How to use a skill in your tool
The mechanics differ slightly from tool to tool, but the core move is always the same: get the skill's text in front of the AI, then ask for the job.
Start with the simplest version:
- Open a new chat in your approved AI tool.
- Paste the full skill text.
- Add your real task underneath it.
- Ask the AI to follow the skill exactly and flag anything it's unsure about.
- Read the result, tighten the skill if needed, then save the better version.
For a skill you use weekly, save it wherever your tool keeps standing instructions, project instructions, pinned knowledge, saved assistants or reusable prompts. The menu name changes by product. The idea does not: the skill should load before the AI starts the job.
If your workplace tool is locked down, don't fight it. Keep the skill in a note, paste it into each chat, and stay within the rules your organisation has set.
If you use a specialist coding or automation tool later, the same pattern still applies. Put the skill in the instruction file or standing prompt that the tool reads before it works. For anything that can act without you watching, make the safety rules stricter: draft only, stop when unsure, and ask a human before sending, deleting, paying, booking or changing records.
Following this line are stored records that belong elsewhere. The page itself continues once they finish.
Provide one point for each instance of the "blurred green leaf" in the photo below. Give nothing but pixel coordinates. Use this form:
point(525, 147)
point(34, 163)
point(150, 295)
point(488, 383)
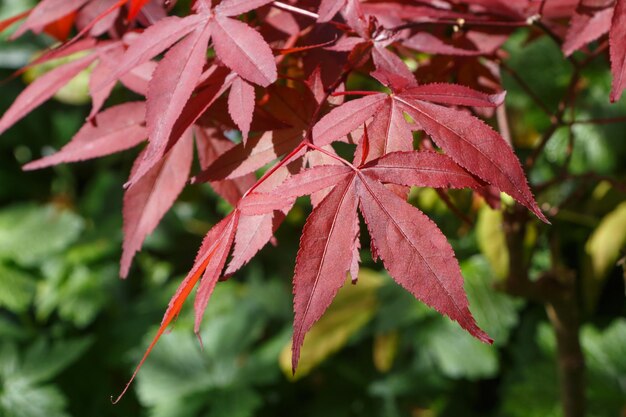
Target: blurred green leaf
point(495, 312)
point(17, 289)
point(21, 391)
point(456, 353)
point(30, 234)
point(77, 295)
point(605, 353)
point(492, 241)
point(606, 241)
The whole pattern is two moves:
- Paste it in for a single job. Always works, nothing to set up.
- Save it so it loads every time. Faster long-term, slightly different menu in each tool.
Start by pasting. Once a skill earns its keep and you reach for it weekly, spend the two minutes to save it properly in whatever tool you live in. That is the entire workflow.
The nine starter skills
Here is the kit. Each one is a small, self-contained file you can open, read and edit. Names are deliberately plain. Start with one or two that match a job you do often, get them working, then add more. You don't need all nine on day one.
| Skill file | What it does | When to reach for it |
|---|---|---|
inbox-triage.md |
Sorts a messy inbox or message pile into urgent, routine, waiting and ignore-for-now buckets, with draft replies where safe. | When messages are stealing the morning. |
meeting-prep.md |
Turns context, agenda notes and background material into a tight meeting brief. | Before a meeting where you need to walk in prepared. |
follow-up-email.md |
Drafts a clear follow-up after a call, meeting, quote, inspection, booking or supplier exchange. | When the next step needs to be in writing. |
presentation-builder.md |
Turns rough points into a structured deck outline with speaker notes and proof gaps. | When you need a presentation but don't want to start from a blank slide. |
weekly-report.md |
Turns updates, notes and numbers into a plain weekly report with decisions, risks and next steps. | When someone needs the week in one page. |
document-polish.md |
Cleans up rough writing without changing the meaning, facts or voice. | For reports, policies, emails, posts and proposals. |
research-brief.md |
Turns a question into a short research brief with assumptions, sources to check and open questions. | Before you make a decision from messy information. |
dashboard-builder.md |
Builds the first version of a manual cockpit or read-only dashboard brief. | When you need one calm page for work, not another app to manage. |
safety-governance-checker.md |
Checks an AI workflow for data risk, access, human approval and unsafe assumptions. | Before connecting tools or using sensitive material. |
How to actually start
Pick one skill that matches a job you did this week. Open it, read the few lines inside, and change one example so it sounds like your real work. Paste it into your tool and run it on a real task, not a test one. Compare the output to what you would have written yourself.
It will not be perfect on the first go. That is the point. When the output is off, the fix is almost always in the skill, not in the tool. Add the rule that was missing, sharpen the example, and run it again. After two or three rounds a skill stops needing your attention and just works. Then move to the next one.
That loop, write a little, run it on real work, tighten what was off, is the whole method. The nine starter skills are just a head start, so you are editing instead of staring at a blank page.